Matthew Kim
Student
LAHS ASI (Advanced Science Investigation) - Computer Science / Coding
Making The Future Safer: Artificial Intelligence and Subtle Biases
Technology
Research has found that NLGs are capable of generating toxic language, prompted or unprompted. However, there has been little such effort to moderate the AI generation of subtle hate in the form of microaggressions, subtle discriminatory remarks based upon one’s membership in an marginalized group. This project aims to identify the extent to which natural language models generate text-based microaggressions. This is done by first training an AI model capable of detecting microaggressions using a database of user-submitted microaggressions, as well as human-classified Reddit comments. The natural language model GPT-3 was then used to create ~10,000 AI generations, each roughly eighty characters long, using a corpus of sentence starters scraped from the internet, paired with toxicity scores from a commonly-used toxicity classifier. The aforementioned microaggression detection model was then used to classify each generation. Most classifications were identified as likely non-microaggressive, but a significant number of generations were identified as being likely microaggressive.
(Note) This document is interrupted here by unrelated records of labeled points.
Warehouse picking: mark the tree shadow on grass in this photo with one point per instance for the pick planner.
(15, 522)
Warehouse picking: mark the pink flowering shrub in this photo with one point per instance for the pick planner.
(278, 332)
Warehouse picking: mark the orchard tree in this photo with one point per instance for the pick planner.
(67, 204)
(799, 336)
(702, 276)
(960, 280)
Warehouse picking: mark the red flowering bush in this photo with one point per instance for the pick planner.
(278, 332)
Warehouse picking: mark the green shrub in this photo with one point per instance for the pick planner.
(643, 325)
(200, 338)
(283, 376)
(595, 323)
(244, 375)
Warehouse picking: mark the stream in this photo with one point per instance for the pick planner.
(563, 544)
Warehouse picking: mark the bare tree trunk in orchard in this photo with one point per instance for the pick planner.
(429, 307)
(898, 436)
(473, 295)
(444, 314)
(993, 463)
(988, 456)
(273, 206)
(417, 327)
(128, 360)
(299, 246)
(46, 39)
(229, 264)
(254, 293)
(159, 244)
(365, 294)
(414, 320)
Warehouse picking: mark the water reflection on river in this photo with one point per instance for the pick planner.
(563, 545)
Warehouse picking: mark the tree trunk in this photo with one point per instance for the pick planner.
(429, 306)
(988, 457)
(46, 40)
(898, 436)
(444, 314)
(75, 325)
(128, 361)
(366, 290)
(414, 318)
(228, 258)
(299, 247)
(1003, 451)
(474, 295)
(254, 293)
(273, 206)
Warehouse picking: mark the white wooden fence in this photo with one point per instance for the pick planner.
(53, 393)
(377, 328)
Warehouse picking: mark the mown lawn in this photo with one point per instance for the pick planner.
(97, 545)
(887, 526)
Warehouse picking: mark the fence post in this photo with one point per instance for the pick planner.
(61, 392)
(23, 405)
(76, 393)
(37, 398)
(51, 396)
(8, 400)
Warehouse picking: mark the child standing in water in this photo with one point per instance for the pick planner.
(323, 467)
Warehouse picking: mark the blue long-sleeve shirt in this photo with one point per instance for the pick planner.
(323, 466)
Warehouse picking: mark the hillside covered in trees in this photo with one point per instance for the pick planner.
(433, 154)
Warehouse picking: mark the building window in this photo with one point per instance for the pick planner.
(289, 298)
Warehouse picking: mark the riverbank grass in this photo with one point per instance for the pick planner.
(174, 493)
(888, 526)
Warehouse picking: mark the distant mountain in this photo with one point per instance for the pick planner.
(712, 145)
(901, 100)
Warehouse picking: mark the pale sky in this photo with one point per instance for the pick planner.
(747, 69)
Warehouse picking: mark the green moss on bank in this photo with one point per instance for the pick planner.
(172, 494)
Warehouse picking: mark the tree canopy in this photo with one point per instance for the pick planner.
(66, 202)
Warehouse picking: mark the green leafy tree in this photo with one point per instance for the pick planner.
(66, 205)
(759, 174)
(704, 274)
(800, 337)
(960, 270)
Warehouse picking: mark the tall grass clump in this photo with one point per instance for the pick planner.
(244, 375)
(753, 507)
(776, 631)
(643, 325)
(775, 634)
However, empirical analysis finds that many (though not all) completions cited as potential microaggressions merely mentioned identity or one’s status in a marginalized group, meaning that more testing is necessary to draw conclusive results regarding AI’s ability to systematically generate microaggressions. In addition, there was little correlation between the toxicity of a prompt and how likely a generation was to be classified as microaggressive.
Meet the Speaker:
Matthew Kim is a LAHS senior who has been researching subtle biases in AI since last year. When he's not doing research, he loves writing poetry, solving Rubik’s Cubes and reviewing music.